I did try setting -Djgroups.bind_addr=10.106.11.105 with the same failed result.

After messing around with it some more, I think I may have something useful for you. My NIC is IPv6 compatible, but I have IPv6 disabled on the NIC (in Windows, open the adapter properties and uncheck TCP/IPv6). If I enable IPv6, Keycloak starts up just fine with the tcp cache stack. So it seems that it's always trying to use IPv6 even if IPv6 is disabled on the NIC and there's no IPv6 address. If I specify -Djava.net.preferIPv4Stack=true, then it works with IPv6 still disabled.

belaban commented 1 year ago

If you run the program below with 10.106.11.105 as argument, what's the output? If it shows no IPv6 addresses, then I can change the algorithm in JGroups fro selecting addresses slightly.

I would simply switch to IPv4 if bind_addr is IPv6 but the interface associated with bind_addr has no IPv6 address associated.

package org.jgroups.tests;

import org.jgroups.util.StackType;
import org.jgroups.util.Util;
import java.net.Inet4Address;
import java.net.Inet6Address;
import java.net.InetAddress;
import java.net.NetworkInterface;
import java.util.List;
import java.util.stream.Collectors;

public class bla2 {

    protected void start(String bind_addr) throws Exception {
        StackType stack_type=Util.getIpStackType();
        System.out.println("stack_type = " + stack_type);

        InetAddress bind=InetAddress.getByName(bind_addr);
        NetworkInterface intf=NetworkInterface.getByInetAddress(bind);
        List<InetAddress> list=intf.inetAddresses().collect(Collectors.toList());
        System.out.printf("%d addresses on interface %s: %s", list.size(), intf.getName(), list);
        int ipv4=(int)intf.inetAddresses().filter(a -> a instanceof Inet4Address).count();
        int ipv6=(int)intf.inetAddresses().filter(a -> a instanceof Inet6Address).count();
        System.out.printf("\n(%d IPv4 addresses, %d IPv6 addresses)\n", ipv4, ipv6);
    }

    public static void main(String[] args) throws Exception {
        new bla2().start(args[0]);
    }
}
mscanlon-iowastudentloan commented 1 year ago

Here is my output:

java -cp org.jgroups.jgroups-5.2.18.Final.jar bla2.java 10.106.11.105 stack_type = Dual 1 addresses on interface eth0: [/10.106.11.105] (1 IPv4 addresses, 0 IPv6 addresses)

belaban commented 1 year ago

Hmm, the question is how would an IPv6 bind_addr be picked by JGroups if the interface has IPv6 disabled.
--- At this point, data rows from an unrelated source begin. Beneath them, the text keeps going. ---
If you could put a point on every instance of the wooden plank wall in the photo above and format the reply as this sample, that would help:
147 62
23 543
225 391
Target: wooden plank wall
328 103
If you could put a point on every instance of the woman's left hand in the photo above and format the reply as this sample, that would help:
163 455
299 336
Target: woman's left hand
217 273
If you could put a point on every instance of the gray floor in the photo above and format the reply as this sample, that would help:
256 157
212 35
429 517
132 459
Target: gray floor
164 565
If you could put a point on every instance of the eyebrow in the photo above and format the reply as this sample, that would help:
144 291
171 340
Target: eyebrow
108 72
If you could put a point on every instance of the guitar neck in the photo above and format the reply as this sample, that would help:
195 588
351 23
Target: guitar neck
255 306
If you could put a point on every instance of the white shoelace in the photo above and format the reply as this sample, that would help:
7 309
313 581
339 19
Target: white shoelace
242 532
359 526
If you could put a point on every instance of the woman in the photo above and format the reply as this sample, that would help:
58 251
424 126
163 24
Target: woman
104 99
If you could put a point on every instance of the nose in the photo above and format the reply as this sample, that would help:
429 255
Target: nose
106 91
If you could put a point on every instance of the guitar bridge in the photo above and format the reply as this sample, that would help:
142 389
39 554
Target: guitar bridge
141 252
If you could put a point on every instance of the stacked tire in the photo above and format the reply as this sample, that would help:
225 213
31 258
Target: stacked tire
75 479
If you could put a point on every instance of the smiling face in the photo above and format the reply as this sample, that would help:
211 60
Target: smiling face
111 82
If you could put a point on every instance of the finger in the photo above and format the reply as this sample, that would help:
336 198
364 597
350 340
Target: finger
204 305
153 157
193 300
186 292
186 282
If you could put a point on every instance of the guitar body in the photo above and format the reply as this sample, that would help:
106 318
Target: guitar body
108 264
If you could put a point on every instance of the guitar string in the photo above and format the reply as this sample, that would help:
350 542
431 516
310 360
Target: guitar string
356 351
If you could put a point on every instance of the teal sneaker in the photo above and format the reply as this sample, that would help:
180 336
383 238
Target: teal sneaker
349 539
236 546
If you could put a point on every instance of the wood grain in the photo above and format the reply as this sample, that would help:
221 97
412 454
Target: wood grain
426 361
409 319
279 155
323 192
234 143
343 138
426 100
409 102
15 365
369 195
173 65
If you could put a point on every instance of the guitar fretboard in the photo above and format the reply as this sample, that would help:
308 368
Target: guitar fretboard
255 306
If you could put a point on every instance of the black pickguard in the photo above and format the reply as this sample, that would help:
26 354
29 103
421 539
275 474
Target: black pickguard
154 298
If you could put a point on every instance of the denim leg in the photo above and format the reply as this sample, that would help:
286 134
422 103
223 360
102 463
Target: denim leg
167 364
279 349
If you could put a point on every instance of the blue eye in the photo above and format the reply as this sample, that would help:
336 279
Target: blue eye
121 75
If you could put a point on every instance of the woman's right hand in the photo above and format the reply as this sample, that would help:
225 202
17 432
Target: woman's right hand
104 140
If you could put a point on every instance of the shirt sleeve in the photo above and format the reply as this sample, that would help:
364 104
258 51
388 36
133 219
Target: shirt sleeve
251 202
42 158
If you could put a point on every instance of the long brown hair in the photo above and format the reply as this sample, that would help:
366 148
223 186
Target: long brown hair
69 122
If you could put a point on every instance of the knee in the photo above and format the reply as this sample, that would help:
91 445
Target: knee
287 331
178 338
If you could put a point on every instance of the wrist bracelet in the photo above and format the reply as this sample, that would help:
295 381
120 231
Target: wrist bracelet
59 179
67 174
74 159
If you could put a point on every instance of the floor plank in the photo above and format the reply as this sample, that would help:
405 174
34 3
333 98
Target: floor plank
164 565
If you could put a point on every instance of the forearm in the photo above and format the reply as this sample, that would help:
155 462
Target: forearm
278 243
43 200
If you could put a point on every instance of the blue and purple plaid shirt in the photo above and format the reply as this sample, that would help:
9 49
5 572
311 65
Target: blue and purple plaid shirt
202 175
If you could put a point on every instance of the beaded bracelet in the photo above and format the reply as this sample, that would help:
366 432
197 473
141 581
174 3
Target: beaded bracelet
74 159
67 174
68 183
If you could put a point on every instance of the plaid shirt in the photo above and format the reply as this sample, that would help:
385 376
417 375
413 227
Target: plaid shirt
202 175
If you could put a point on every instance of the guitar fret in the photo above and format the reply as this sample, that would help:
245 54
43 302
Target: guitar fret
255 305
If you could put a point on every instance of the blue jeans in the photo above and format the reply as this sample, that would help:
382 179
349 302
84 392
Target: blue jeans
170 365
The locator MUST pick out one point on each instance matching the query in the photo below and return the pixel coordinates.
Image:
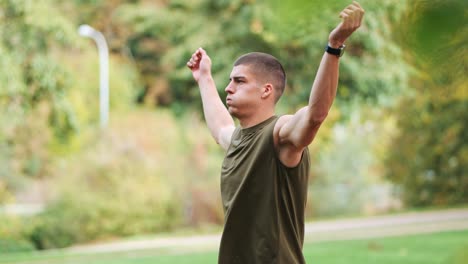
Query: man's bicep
(297, 130)
(225, 136)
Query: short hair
(267, 66)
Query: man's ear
(267, 90)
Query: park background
(396, 138)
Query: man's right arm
(218, 119)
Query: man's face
(243, 92)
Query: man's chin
(232, 112)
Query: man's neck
(256, 119)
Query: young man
(265, 172)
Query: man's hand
(351, 20)
(199, 64)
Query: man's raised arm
(218, 119)
(298, 131)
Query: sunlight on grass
(447, 247)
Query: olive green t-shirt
(264, 201)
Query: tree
(429, 158)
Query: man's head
(266, 69)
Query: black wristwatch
(337, 52)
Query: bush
(13, 237)
(140, 176)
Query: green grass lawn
(440, 248)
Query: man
(265, 171)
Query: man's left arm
(296, 132)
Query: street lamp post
(98, 37)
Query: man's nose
(229, 88)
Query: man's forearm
(324, 88)
(216, 114)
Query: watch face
(342, 50)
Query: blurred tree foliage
(34, 87)
(408, 60)
(161, 35)
(429, 157)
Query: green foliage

Do you force an IPv6 address for bind_addr? @mscanlon-iowastudentloan: interested in a joint debugging session? I don't have a Windows box available, so I can't rep[roduce this issue on my side, plus I don't see how this can happen...

mscanlon-iowastudentloan commented 1 year ago

Sorry, I've been out of town for a week. I can setup a Zoom session or something to screen share if you want. Preferably between 7am and 4pm on a weekday.